— Как же вы меня заберете?
— Переправляться все равно будем ночью. В темноте вам нетрудно будет пробраться в лодку незамеченным. Главное — чтобы вас не обнаружили раньше. Вдруг вам встретятся друзья покойного товарища Варенцова.
— Спрятаться я смогу, — сказал Раухер, подумав. — Но как же мне дать вам знать, где именно я прячусь?
— Вы умеете кричать выпью? — поинтересовался Бруно. Раухер растерянно помотал головой. — Жаль, очень жаль.
— Брось свои шуточки, Бруно, — сказал Рольф. — Этот вопрос решается просто. Мы спрячем нашего друга сами, и ему останется только просидеть в своем укрытии несколько часов.
— Но вы точно вернетесь за мной? — с тревогой спросил Раухер. Рольф посмотрел на него долгим взглядом.
— Знаете, дружище, если бы мы хотели вас бросить, проще всего было бы оставить вас там, в горящем доме. А теперь не задавайте больше вопросов и молча выполняйте все мои приказы, ясно?

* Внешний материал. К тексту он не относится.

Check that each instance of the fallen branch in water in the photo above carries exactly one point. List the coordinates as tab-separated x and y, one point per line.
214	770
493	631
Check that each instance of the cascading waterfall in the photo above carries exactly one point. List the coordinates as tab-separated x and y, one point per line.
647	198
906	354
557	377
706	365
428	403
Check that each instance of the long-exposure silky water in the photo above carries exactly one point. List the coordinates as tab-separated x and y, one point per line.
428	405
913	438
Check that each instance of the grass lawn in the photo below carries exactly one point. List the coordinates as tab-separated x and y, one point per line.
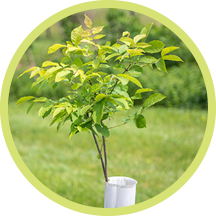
155	156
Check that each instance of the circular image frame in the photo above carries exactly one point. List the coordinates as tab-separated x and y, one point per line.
97	5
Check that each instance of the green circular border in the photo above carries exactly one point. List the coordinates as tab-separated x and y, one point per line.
97	5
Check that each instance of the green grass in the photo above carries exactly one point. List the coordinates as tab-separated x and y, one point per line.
156	156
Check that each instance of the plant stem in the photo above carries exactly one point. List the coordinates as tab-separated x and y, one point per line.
102	163
118	80
117	125
105	158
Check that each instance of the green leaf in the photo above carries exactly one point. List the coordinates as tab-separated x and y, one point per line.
132	79
161	66
98	111
50	71
82	129
88	21
75	35
139	37
35	72
125	33
122	102
128	41
102	129
146	29
66	60
99	97
75	86
151	100
49	63
111	56
168	49
143	90
172	58
24	99
140	121
123	49
84	109
45	108
57	111
95	87
85	33
123	80
30	69
99	36
148	59
97	29
55	47
61	75
156	46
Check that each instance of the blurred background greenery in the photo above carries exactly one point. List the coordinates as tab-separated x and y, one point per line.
156	157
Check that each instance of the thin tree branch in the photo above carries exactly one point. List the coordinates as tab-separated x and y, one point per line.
118	125
105	158
100	156
127	69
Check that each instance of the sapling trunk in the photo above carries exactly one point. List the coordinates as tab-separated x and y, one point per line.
105	158
101	158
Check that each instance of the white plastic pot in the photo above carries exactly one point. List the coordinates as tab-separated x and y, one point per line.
119	192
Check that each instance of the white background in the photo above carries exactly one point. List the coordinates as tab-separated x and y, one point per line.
18	19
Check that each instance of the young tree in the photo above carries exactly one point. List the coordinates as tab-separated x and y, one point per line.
95	95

Раухер кивнул. Он вспомнил, как пылал подожженный диверсантами особняк. Там, вместе с расстрелянной Рольфом рацией, сгорели документы на имя Николая Леонидовича Морозова. Дороги назад у него не было.
— Мы сделаем крюк и обойдем поселок с севера, — сказал Рольф. — Переправляться все равно будем ниже по течению.

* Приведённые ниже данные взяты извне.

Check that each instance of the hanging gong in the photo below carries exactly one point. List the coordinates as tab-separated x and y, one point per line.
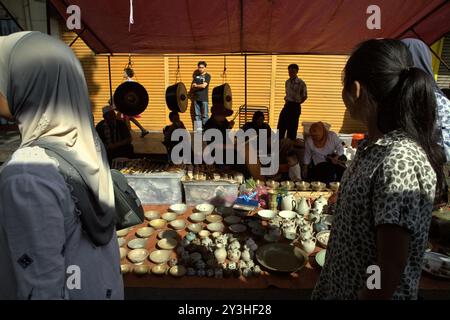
222	96
176	97
131	98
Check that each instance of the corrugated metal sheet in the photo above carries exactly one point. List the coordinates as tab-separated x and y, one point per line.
322	75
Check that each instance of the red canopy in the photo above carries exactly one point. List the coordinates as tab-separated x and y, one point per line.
259	26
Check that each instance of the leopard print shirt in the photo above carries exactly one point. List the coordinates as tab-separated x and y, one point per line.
389	182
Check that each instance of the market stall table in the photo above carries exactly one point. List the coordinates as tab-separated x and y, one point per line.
303	280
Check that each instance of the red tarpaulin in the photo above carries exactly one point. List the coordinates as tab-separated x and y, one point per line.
253	26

Уже почти стемнело. Ветерок, дувший со стороны реки, приносил запахи железа и бензиновой гари. Время от времени на западе бухали тяжелые гаубицы и отрывисто лаяли зенитки.
— Тихо сегодня, — заметил Раухер. Рольф хмыкнул.
— Зигфрид возвращается.
Раухеру нашли укрытие в пустом лодочном сарае, неизвестно каким чудом уцелевшем в километре к северу от Невской Дубровки. Он забился в самый темный угол, накрылся какой-то вонючей рогожкой, а Бруно и Хаген завалили его гнилыми досками и рваными рыболовными сетями. В этом убежище Раухер просидел четыре часа.
Страх понемногу отпускал его. Самое худшее было позади — им удалось выбраться из Ленинграда. Там, в городе, властвовала всемогущая тайная полиция — здесь, на передовой, действовали совсем другие законы, и, хотя они были почти непонятны Раухеру, он нутром чувствовал, что тут безопаснее.
Раухер использовал доставшиеся ему четыре часа вынужденного безделья с толком — он отдирал от себя крепко приросшую шкуру Николая Морозова и пытался привыкнуть к новому образу. Вживаться в роль недалекого русского солдатика не хотелось, но он утешал себя тем, что это ненадолго. Уже к утру он сможет окончательно расслабиться и стать самим собой.
Неторопливо текли минуты. Время от времени с левого берега лениво стреляло тяжелое орудие, и пол, на котором скорчился немецкий разведчик, начинал ходить ходуном.